Enzo Bearzot, dalla Serie C al Mondiale 

C’è una parte della storia di Enzo Bearzot che si preferisce dimenticare per convenienza
 C’è una parte della storia di Enzo Bearzot che si preferisce dimenticare. Non per vergogna, ma per convenienza narrativa. 

Prima di diventare il commissario tecnico della Nazionale, prima del Mundial ’82 e delle pipe fumate in silenzio, Bearzot ha allenato il Prato. Serie C, stagione 1968-69. Un dettaglio che sembra stonare nel curriculum di un uomo destinato alla gloria. Eppure, come spesso accade, è proprio lì che comincia tutto.

Il Prato era una squadra ambiziosa, reduce da un secondo posto dietro al Cesena. Per la nuova stagione si era affidato a Dino Ballacci, tecnico di rango sceso dalla B. 

Ma il calcio non ha memoria, cambia ogni anno e non perdona le aspettative tradite. A gennaio, il Prato lotta per evitare la retrocessione. Sembra una squadra sbagliata. 

Ballacci salta, arriva Renzo Melani per un attimo, poi tocca a Bearzot. Un nome che allora diceva poco, ma che aveva già respirato calcio vero accanto a Rocco e Fabbri al Torino. Era un uomo che osservava, ascoltava, imparava. E che aspettava il suo momento.

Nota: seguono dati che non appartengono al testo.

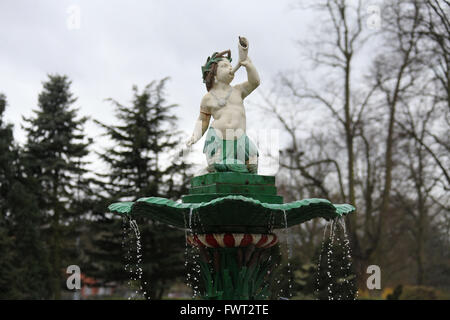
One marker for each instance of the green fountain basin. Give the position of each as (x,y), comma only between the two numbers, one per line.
(233,213)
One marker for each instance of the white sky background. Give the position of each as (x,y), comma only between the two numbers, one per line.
(121,43)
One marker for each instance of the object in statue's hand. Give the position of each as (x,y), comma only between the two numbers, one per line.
(243,52)
(243,48)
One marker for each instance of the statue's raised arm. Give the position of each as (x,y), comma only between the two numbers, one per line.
(252,75)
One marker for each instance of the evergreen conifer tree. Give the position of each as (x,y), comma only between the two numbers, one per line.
(24,257)
(139,166)
(54,159)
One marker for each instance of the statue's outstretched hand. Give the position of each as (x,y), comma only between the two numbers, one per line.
(245,62)
(190,142)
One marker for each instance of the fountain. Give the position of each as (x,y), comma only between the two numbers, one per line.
(231,212)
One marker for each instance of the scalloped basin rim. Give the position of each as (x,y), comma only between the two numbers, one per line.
(125,207)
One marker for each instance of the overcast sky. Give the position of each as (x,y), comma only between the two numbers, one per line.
(121,43)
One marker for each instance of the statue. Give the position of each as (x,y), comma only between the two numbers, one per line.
(231,212)
(227,147)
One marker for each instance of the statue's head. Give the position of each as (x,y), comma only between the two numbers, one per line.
(219,64)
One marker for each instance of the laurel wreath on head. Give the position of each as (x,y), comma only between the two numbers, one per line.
(215,58)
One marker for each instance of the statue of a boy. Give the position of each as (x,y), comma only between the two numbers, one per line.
(227,147)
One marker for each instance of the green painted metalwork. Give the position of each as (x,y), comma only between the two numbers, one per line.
(235,273)
(237,214)
(230,202)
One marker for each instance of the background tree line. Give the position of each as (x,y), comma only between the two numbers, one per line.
(54,214)
(382,140)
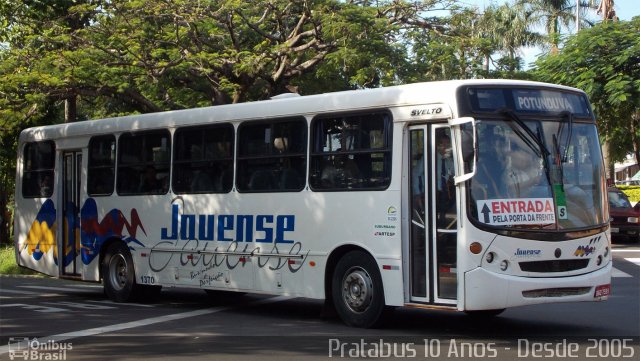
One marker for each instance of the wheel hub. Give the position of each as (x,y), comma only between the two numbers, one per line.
(357,289)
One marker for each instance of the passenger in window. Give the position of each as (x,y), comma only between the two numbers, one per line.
(525,175)
(150,182)
(201,181)
(45,186)
(488,182)
(444,178)
(342,172)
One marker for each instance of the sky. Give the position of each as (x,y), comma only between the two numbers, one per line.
(625,9)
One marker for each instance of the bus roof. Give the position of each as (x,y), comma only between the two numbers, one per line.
(409,94)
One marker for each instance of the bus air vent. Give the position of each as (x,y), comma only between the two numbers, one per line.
(554,265)
(556,292)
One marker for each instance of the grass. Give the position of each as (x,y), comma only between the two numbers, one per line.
(8,264)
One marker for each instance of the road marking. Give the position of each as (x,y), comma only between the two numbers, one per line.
(635,261)
(18,292)
(617,273)
(37,308)
(83,306)
(109,302)
(144,322)
(68,289)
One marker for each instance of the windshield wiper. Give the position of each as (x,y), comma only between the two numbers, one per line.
(558,136)
(531,139)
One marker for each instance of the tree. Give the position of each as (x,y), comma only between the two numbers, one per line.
(604,61)
(505,29)
(554,14)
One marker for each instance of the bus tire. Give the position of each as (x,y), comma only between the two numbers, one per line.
(118,274)
(357,290)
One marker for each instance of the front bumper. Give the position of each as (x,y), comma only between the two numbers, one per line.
(486,290)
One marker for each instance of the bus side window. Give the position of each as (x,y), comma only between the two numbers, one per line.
(203,159)
(38,169)
(101,167)
(351,152)
(144,162)
(272,155)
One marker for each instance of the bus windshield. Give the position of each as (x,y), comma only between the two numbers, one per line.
(535,174)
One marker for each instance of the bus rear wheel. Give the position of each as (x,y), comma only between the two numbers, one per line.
(357,290)
(118,273)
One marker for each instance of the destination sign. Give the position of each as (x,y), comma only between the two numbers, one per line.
(528,101)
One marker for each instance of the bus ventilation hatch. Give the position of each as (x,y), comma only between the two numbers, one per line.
(556,292)
(554,265)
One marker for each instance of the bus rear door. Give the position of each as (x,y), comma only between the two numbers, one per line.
(433,228)
(69,245)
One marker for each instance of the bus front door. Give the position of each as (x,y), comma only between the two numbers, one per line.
(69,250)
(432,245)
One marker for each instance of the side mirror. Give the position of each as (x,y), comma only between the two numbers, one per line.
(465,140)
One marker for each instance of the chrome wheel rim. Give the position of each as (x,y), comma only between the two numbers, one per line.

Il debutto è a Ravenna. Vince uno a zero. Non è solo un risultato, è un segnale. Il Prato comincia a chiudere gli spazi, a difendersi con ordine. Nelle prime cinque partite arrivano sette punti. Non è ancora salvezza, ma è ossigeno. E poi il passo cambia davvero. Nel girone di ritorno il Prato fa 23 punti, contro i 15 dell’andata. Una media importante in un campionato dove bastava poco per essere molto. Finisce a centro classifica.